The Siren was sold as part of a wider sale of “Victorian, Pre-Raphaelite & British Impressionist Art”. Painted in oil on a canvas measuring 81 x 53 cm (32 x 21 inches), the painting depicts a shipwrecked sailor clinging to a rock with his left hand. A beautiful woman sits higher up on the rock watching him. She is naked with pale white skin and long auburn hair. Below her knees the sea spray has transformed her legs into fish scales and fins. She holds a lyre made from an abalone shell, identifying her as one of the legendary sirens who lure sailors to their death through song.
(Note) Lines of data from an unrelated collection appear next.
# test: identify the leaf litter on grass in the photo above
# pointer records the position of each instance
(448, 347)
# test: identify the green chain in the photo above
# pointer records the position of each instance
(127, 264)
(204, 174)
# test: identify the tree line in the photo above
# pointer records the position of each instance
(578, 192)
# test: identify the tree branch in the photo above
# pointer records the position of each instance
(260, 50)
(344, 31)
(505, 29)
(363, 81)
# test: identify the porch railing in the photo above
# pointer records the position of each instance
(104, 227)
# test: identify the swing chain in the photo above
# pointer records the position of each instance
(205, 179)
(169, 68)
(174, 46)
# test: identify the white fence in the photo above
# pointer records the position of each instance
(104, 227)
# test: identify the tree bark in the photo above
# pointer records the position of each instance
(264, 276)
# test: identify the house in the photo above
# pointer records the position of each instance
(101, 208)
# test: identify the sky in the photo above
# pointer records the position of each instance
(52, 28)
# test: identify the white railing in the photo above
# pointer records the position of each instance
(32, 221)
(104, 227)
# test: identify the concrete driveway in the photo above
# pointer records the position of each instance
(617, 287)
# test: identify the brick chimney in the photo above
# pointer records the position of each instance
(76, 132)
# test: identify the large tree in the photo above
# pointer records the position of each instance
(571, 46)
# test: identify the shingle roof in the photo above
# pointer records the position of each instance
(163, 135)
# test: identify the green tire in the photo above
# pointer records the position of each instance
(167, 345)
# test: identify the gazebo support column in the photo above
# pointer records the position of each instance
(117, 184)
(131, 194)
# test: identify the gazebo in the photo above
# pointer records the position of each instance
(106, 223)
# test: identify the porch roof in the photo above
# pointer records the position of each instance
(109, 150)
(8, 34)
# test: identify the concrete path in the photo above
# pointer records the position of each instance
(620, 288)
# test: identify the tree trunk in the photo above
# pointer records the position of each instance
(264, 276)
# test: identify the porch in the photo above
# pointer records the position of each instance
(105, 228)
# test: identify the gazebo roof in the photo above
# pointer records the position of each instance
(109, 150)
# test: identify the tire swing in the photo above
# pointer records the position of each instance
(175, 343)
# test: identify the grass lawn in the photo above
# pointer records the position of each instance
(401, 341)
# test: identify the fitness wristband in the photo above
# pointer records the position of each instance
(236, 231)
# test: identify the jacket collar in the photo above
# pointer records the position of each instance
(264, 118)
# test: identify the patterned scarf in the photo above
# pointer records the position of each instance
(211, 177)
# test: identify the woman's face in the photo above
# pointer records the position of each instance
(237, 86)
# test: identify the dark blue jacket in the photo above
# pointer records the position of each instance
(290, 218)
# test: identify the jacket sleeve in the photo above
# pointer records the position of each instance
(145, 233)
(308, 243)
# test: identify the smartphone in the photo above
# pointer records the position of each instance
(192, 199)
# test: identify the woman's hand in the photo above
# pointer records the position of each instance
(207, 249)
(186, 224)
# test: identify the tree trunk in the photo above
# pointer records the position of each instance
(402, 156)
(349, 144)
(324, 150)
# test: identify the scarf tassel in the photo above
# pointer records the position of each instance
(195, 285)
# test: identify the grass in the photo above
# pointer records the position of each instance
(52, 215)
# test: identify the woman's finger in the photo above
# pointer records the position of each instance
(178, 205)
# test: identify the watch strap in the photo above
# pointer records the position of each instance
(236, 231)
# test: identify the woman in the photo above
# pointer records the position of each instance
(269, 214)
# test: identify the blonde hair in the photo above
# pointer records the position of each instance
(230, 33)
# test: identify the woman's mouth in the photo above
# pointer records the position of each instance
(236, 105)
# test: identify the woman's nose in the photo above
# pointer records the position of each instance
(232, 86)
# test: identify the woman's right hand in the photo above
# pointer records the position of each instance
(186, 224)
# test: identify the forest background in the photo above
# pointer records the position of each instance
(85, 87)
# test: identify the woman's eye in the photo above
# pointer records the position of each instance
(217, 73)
The painting appears to have been completed in 1900 and first sold for £450 in London on Waterhouse’s behalf by Thomas Agnew & Sons (1 February 1901). It was purchased by James Gresham (1836–1914) of Woodheys Park in Ashton-on-Mersey. Upon Gresham’s death in 1914, his executors sold the painting at Christies (12 July 1917), where it was purchased by William Hesketh Lever, 1st Viscount Leverhulme, who placed it in the Lady Lever Art Gallery. On 6 June 1958 the Lady Lever Art Gallery sold it at Christies, where it was purchased by an individual named ‘Goldschmidt’. It appeared on the market again in 1970 at D’Offay-Couper Gallery, London, where it sold to one M Bertonati. Sotheby’s sold the painting to Seymour Stein, an American entrepreneur and record producer, on 26 November 1985.
Before the 2018 auction, The Siren was included in Sotheby’s sale “The Collecting Eye of Seymour Stein” on 11 December 2003 in New York City, USA, but did not sell.